We are a country gone made. My mother and father both WWII veterans passed away in the same year. . .my Dad got very anxious watching the news with what was happening in America. We just didn’t watch the news after I realized how it affected him.
Oops make that a country gone MAD!
Post-War was scary with all the duck and cover but buoyant with expectation. The sixties were our Roaring Twenties, the Wall fell, and we went into space taking incredible pictures.
Computers revolutionized culture but as Merle Haggard opined, “Are the good times really over for good?”
>>my Dad got very anxious watching the news with what was happening in America. We just didnt watch the news after I realized how it affected him.
I suffered through the daily MSM attacks on Reagan and Republicans (on tv, radio, and print).
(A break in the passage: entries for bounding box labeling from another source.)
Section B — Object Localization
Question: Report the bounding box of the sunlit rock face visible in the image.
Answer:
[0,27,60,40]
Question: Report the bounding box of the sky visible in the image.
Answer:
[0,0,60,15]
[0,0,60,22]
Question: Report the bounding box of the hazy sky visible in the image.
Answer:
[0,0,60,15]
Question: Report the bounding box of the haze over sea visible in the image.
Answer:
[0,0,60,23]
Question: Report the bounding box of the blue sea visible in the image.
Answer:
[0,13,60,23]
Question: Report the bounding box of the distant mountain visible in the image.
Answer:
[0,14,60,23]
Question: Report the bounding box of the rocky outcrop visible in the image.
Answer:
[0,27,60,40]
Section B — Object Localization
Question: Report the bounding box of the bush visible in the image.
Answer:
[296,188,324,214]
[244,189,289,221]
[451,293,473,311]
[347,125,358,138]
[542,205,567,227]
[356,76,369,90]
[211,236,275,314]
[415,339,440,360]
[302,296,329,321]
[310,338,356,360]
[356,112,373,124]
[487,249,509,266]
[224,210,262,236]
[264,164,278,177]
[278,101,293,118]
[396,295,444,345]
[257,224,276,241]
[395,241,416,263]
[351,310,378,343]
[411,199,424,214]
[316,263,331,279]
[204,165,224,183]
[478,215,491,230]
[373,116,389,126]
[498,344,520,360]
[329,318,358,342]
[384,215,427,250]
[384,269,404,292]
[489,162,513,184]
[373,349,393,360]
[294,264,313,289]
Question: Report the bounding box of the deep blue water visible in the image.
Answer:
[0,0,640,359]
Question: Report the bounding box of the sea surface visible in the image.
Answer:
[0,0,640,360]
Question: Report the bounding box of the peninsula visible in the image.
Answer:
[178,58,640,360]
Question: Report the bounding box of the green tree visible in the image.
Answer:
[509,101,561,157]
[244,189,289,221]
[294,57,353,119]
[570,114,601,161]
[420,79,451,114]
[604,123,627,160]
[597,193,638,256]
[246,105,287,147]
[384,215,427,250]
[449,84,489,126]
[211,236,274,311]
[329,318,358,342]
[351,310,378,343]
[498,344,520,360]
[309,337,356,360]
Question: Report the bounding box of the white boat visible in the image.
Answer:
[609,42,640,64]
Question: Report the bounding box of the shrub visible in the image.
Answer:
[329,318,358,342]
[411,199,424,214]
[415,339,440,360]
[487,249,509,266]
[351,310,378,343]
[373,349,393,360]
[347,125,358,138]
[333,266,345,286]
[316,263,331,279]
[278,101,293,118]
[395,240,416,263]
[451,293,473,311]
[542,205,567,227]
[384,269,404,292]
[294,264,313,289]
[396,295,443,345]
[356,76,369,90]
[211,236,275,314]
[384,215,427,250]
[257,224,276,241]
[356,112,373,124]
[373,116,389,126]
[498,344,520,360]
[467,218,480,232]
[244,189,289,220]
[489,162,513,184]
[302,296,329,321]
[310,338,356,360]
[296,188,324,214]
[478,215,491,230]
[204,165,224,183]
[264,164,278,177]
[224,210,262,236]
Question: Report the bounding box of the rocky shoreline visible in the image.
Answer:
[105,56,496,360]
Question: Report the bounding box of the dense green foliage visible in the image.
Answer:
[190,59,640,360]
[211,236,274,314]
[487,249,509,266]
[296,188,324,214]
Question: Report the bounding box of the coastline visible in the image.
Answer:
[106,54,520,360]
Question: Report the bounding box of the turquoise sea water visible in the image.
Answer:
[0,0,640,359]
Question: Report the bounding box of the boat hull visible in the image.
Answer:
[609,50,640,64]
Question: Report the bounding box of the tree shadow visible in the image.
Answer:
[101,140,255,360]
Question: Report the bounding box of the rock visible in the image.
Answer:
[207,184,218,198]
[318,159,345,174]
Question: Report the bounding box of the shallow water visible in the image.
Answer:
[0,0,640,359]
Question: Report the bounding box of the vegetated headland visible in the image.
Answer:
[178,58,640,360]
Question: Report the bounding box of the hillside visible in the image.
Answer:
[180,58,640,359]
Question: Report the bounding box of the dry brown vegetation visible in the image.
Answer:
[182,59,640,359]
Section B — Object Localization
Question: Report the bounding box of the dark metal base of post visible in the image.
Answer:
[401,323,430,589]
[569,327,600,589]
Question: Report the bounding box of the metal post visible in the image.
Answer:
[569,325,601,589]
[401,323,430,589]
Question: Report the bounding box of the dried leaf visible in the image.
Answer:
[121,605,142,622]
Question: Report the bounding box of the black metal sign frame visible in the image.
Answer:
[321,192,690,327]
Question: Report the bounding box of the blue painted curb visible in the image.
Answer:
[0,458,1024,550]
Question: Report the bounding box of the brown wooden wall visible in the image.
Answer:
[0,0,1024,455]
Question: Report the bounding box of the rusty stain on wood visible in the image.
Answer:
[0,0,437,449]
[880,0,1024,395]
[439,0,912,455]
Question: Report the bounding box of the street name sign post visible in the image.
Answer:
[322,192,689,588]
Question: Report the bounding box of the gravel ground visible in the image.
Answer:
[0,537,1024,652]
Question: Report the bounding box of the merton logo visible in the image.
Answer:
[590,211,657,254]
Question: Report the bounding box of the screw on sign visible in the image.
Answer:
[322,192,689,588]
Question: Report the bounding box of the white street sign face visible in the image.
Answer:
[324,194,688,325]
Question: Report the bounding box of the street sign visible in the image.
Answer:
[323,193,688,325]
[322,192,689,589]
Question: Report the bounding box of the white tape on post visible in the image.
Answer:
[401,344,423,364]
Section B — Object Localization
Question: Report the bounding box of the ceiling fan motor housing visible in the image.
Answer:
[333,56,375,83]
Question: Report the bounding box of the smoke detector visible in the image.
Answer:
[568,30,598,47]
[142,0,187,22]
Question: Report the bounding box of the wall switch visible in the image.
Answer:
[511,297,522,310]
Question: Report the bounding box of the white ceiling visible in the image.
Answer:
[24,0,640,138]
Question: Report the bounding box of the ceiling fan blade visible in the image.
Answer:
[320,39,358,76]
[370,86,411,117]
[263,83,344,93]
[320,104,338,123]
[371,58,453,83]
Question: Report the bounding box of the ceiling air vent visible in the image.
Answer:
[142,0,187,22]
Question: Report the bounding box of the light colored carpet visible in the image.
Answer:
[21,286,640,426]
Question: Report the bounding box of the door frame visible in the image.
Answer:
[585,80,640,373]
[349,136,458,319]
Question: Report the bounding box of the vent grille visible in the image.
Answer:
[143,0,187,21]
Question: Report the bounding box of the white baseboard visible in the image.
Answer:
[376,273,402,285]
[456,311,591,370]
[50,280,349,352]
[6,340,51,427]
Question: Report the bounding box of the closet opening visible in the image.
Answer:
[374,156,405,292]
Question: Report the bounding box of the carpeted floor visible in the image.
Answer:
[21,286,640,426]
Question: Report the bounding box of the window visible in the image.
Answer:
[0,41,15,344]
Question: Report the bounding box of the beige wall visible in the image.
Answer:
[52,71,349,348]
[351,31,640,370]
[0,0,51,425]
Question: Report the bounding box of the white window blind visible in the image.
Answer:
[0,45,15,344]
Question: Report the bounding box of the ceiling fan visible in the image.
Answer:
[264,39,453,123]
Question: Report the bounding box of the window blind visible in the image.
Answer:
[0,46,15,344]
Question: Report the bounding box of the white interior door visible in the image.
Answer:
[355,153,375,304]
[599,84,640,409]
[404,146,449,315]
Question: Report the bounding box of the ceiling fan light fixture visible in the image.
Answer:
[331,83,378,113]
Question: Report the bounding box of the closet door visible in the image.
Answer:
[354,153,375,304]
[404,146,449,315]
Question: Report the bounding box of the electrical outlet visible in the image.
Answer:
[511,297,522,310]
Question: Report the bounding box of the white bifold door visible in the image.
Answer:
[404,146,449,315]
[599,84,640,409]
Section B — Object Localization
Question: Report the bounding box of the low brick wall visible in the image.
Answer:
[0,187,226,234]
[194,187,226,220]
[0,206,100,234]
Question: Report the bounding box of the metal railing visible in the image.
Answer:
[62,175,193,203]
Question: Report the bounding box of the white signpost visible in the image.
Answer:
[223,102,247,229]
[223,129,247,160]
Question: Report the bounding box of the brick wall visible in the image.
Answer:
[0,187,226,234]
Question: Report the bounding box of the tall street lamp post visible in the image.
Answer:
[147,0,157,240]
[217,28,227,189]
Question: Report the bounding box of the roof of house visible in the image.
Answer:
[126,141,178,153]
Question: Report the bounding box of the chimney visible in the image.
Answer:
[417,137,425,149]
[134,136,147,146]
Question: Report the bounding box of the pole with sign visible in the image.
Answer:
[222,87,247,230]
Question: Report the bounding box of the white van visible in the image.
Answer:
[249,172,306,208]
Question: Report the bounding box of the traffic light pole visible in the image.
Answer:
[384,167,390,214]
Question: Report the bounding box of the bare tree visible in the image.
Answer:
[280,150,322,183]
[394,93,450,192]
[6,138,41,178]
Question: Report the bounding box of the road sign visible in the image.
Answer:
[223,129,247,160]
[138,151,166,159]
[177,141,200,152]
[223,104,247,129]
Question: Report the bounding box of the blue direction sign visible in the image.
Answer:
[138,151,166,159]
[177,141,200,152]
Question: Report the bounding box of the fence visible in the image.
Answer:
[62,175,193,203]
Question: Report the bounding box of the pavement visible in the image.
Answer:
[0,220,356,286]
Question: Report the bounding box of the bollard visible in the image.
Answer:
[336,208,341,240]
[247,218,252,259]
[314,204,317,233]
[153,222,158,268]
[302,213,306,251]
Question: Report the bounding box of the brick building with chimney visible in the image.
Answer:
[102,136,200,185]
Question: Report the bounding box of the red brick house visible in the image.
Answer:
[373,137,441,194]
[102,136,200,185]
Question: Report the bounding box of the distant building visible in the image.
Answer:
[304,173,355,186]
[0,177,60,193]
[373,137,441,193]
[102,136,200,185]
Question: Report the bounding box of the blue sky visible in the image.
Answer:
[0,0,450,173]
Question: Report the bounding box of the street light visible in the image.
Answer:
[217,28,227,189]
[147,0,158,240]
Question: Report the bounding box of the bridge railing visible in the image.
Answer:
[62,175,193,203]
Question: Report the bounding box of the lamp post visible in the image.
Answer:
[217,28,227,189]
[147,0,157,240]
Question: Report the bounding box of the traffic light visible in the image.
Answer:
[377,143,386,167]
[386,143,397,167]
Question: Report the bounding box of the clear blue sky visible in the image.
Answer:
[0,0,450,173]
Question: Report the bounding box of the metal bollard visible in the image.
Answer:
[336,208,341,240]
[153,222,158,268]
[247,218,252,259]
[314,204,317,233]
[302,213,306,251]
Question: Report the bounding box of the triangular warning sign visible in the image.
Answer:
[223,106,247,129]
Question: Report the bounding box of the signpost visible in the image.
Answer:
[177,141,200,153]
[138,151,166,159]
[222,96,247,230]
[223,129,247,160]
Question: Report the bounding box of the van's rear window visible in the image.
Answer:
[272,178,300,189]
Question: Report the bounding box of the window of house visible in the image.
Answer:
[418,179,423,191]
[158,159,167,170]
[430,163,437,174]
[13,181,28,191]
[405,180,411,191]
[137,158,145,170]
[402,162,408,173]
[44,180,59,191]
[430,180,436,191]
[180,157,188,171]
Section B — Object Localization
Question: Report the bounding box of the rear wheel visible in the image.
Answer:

No counter arguments in the media.
Endured the kneepad bridgade for the Clinton co-presidency from libtard media in the 90s “To sir with love” and all that rot.
Finally tuned out completely when Obama was being selected not elected in the 2008 primary and straight white couples were disappearing from advertising and series.
10 years later I haven’t looked back.
And in the 90s Ray Bradbury told “me” (the whole audience actually) to tune out on the broadcast news (local and national) saying that there were better sources for information. Consider that the local news rarely dwells on what goes on at City Hall, running some canned national headlines, a car wreck or warehouse fire (police blotter items), some kind of man on the street thing regarding something national or local (at least a few comments), maybe a human interest story or canned medical pharma promotion, sports, weather, and then something light at the end.